By 1920 Jeffries was also drilling oil wells on the property; the success of either venture is unclear.
The week of April 22, 1935, Halafax opened a $250,000 plant financed by E.P. Halliburton, an Oklahoma oil tycoon whose eponymous company would grow into one of the biggest multinational
oilfield service providers.
According to the California Department of Toxic Substances Control (2004), in 1939,
Patrick Lizza established Golden State Fireworks on adjacent property, while Halafax manufactured
fireworks at its site from 1936 to
1942.
Halafax eventually defaulted on its property taxes, and Lizza's company, as Bermite Powder, acquired the ex-Halafax land from the county, apparently for the price of the unpaid taxes.
Per DTSC, "The Bermite Powder Company
produced detonators, fuzes, boosters,
coated magnesium, and stabilized red
phosphorus from 1942 to 1967. In
addition, between 1942 and 1953 they
produced flares, photoflash bombs for
battlefield illumination, and other
explosives."
Bermite and the Saugus property played an important role in the needs of the U.S. military during World War II, the Korean War and the Vietnam conflict.
For example, the most widely used air-to-air missile in the West, Raytheon's AIM-9 Sidewinder, started production in 1953 at China Lake and used a Hercules/Bermite MK-36 solid-fuel rocket engine
that would have been tested and manufactured at the Saugus plant.
Bermite was a major employer and contributed to the development of Newhall in 1939 with a row of 50 2-bedroom bungalows along Walnut Street for factory workers.
During and after World War II it was also a major employer of women.
In the postwar period, Bermite's subsidiary, Golden State Fireworks, was testing and manufacturing fireworks on the property.
Whittaker Corp. purchased Bermite Powder Co. and took over the property in
1967, operating it through 1987 as a munitions
manufacturing, testing and storage
facility.
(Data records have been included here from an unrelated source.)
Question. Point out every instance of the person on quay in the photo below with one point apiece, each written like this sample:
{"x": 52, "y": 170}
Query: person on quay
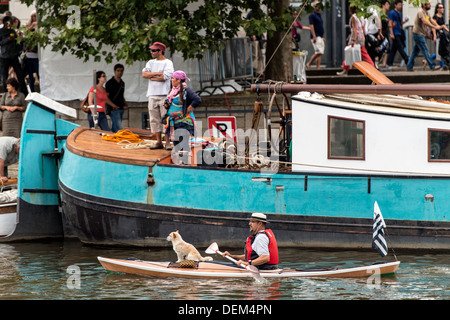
{"x": 9, "y": 154}
{"x": 356, "y": 37}
{"x": 261, "y": 248}
{"x": 13, "y": 106}
{"x": 9, "y": 55}
{"x": 180, "y": 104}
{"x": 421, "y": 24}
{"x": 115, "y": 87}
{"x": 158, "y": 71}
{"x": 396, "y": 33}
{"x": 102, "y": 100}
{"x": 439, "y": 19}
{"x": 317, "y": 36}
Among Whittaker-Bermite's products were
ammunition rounds; detonators, fuzes and boosters;
flares and signal cartridges; glow plugs, tracers and pyrophoric
pellets;
igniters, ignition compositions and
explosive bolts;
power charges;
rocket motors and gas generators; and
missile main charges.
The munitions and fireworks operations left more than 275 known contaminants behind, some of which percolated into the groundwater below the property.
Starting in about 1986, the operations would be exposed to steadly harsher environmental scrutiny over the next several years.
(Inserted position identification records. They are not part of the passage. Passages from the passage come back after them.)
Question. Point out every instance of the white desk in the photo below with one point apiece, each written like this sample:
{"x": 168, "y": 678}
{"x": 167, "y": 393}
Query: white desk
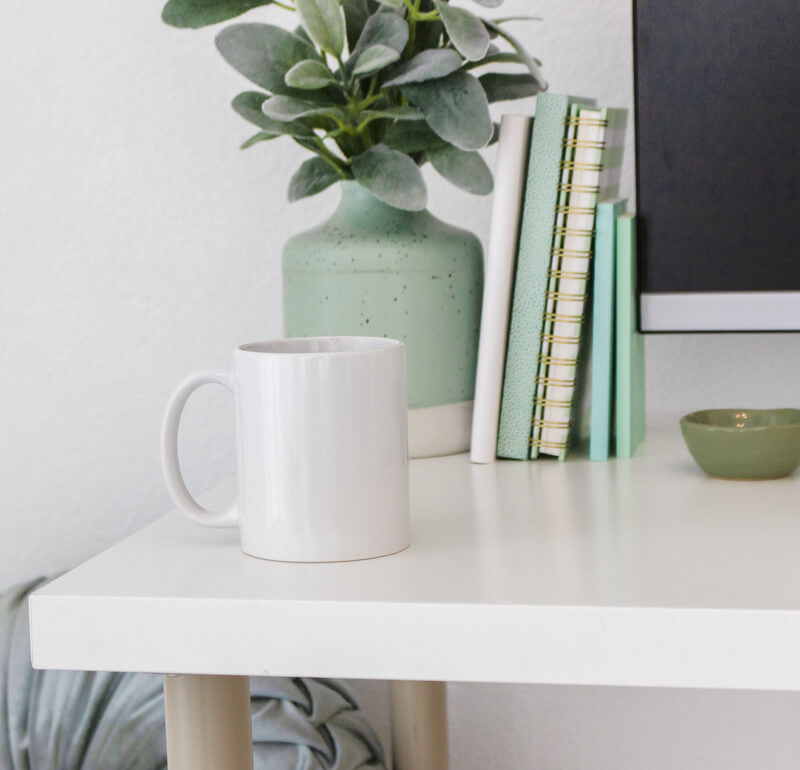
{"x": 631, "y": 572}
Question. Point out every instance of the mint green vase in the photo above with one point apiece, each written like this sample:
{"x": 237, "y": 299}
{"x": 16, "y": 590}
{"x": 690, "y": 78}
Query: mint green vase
{"x": 374, "y": 270}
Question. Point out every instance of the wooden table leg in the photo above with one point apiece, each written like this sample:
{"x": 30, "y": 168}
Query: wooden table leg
{"x": 419, "y": 725}
{"x": 208, "y": 722}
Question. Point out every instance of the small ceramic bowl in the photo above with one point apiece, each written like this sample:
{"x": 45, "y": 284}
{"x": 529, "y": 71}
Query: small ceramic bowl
{"x": 744, "y": 443}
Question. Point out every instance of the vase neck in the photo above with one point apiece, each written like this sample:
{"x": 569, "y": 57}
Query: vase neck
{"x": 361, "y": 207}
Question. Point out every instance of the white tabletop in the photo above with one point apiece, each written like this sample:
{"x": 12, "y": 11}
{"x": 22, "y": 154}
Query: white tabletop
{"x": 630, "y": 572}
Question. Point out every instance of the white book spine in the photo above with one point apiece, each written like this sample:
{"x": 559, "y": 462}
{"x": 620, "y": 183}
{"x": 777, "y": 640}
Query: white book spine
{"x": 512, "y": 154}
"In 1987, the facility ceased all of its
manufacturing, testing and storage of
ordnance and explosive items," according to DTSC.
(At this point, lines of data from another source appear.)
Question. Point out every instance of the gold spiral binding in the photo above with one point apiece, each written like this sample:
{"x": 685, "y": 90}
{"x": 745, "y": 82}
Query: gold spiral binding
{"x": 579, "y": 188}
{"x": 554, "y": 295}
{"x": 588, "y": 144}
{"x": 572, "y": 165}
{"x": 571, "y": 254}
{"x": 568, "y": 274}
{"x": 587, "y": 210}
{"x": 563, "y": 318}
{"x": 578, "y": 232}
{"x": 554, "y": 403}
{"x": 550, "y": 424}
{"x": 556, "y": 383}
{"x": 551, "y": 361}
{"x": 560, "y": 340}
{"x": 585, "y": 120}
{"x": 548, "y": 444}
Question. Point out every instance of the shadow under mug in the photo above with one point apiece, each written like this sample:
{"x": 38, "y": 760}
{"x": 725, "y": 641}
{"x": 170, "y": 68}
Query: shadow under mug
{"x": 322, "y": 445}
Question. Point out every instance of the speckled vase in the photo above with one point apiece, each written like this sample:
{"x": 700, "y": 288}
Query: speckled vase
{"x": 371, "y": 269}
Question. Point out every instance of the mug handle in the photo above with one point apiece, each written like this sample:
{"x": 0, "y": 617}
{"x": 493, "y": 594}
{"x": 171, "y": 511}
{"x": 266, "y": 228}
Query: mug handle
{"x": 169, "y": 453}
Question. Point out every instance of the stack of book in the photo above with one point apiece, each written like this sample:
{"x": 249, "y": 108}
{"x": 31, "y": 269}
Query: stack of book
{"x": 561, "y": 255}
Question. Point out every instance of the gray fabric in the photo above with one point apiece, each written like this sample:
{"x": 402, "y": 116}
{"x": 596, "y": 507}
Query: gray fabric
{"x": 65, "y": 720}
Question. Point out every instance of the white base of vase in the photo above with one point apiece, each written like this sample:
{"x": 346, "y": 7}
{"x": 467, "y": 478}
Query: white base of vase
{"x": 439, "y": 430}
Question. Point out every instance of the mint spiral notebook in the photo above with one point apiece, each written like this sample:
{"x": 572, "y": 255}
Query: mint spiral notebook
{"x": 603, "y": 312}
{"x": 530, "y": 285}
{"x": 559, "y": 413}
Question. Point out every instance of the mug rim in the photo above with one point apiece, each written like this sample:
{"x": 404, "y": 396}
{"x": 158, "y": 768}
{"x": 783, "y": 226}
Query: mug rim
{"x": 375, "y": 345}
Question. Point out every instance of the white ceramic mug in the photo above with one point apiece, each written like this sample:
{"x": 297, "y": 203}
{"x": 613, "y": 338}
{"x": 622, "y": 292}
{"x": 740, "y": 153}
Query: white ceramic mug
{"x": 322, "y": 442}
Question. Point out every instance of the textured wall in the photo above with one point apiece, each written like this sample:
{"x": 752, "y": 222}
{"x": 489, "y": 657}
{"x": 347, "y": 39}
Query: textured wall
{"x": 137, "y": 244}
Within another two years, plans were made for the area to be developed into a 2,911-unit residential community to be called Porta Bella, which was approved by the City Council but didn't
come to fruition.
Whittaker sold the Saugus property to an Arizona investor group in 1999, just before Whittaker was acquired in a hostile takeover. The property spent the first decade
of the 21st Century tied up in litigation, one result of which is a long-term toxic chemical cleanup project managed by the Santa Clarita Valley Water Agency.